Тени встрепенулись, отпрянули ненадолго.
И моя, крутанувшись, вцепилась клювом в податливое крыло. Эту, бледную, она заглотила сразу. Потом вторую. И третью. И меня окатило теплом, и чувство было до того пробирающее, но при том приятное, что я сам едва не застонал.
— Наплодят ублюдков, потом горюют…
Я тихонько выбрался из палаты и уже в коридоре прижался спиной к холодной стене. Меня потряхивало. И ещё дико тянуло посмотреть.
Что за…
— … а слыхал, что из пятой Седюков-таки отошёл, — те двое гуляли по коридору, разговаривая во весь голос. — Так прям днём и преставился. Господи, спаси его душу… ещё свезло, что днём батюшка был, так уговорили соборовать…
Тени суетились.
Теперь я видел их. И в этом пологе-покрове, лежавшем на женщинах, и в дрожании желтого света, словно собиравшегося погаснуть.
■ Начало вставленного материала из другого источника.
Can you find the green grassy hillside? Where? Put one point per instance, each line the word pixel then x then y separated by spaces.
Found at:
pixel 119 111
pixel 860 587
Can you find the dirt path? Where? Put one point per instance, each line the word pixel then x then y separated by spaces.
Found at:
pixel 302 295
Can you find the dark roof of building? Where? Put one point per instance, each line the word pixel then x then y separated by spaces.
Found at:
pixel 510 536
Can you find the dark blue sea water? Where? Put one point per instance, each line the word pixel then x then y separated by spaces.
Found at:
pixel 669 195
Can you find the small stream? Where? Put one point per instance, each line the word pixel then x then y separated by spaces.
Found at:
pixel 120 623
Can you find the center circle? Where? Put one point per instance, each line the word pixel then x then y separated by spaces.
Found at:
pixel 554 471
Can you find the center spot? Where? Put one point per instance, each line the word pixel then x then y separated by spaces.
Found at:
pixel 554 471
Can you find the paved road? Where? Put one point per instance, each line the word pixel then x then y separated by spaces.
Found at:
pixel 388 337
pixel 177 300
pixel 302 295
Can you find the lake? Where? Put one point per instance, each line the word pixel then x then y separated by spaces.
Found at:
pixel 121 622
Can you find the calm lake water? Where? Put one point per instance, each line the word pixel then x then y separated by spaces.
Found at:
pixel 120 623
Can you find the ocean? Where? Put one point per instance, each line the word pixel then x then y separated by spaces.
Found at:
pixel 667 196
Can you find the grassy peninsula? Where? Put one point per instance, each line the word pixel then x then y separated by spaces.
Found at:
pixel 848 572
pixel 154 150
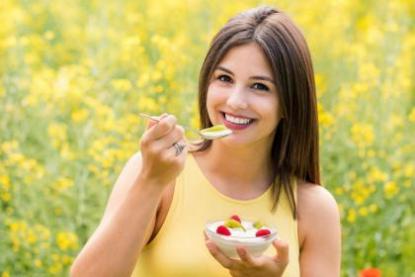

И в самом коридоре.
— Небось, жёнушка не выла… — с укоризной сказала вторая. Или первая.
— А с чего ей? Молодайка-то. Ссхоронит муженька и заживет по-человечески… а все почему? Жадный он. Капиталец-то имелся, а он на лекарей жалел. Мол, бесплатный не хуже. Вылечит… вот и вылечил. И куда покойнику капиталы…
Тени сновали под ногами. Прорастали на стенах уже знакомыми клочьями мха. Тени сами лезли в руки, и я, не удержавшись, схватил одну. Она задрожала, рассыпаясь пылью, а руке сделалось жарко. И жар этот стал силой.
[1] Реальное объявление из газеты «Нива» за 1911 г.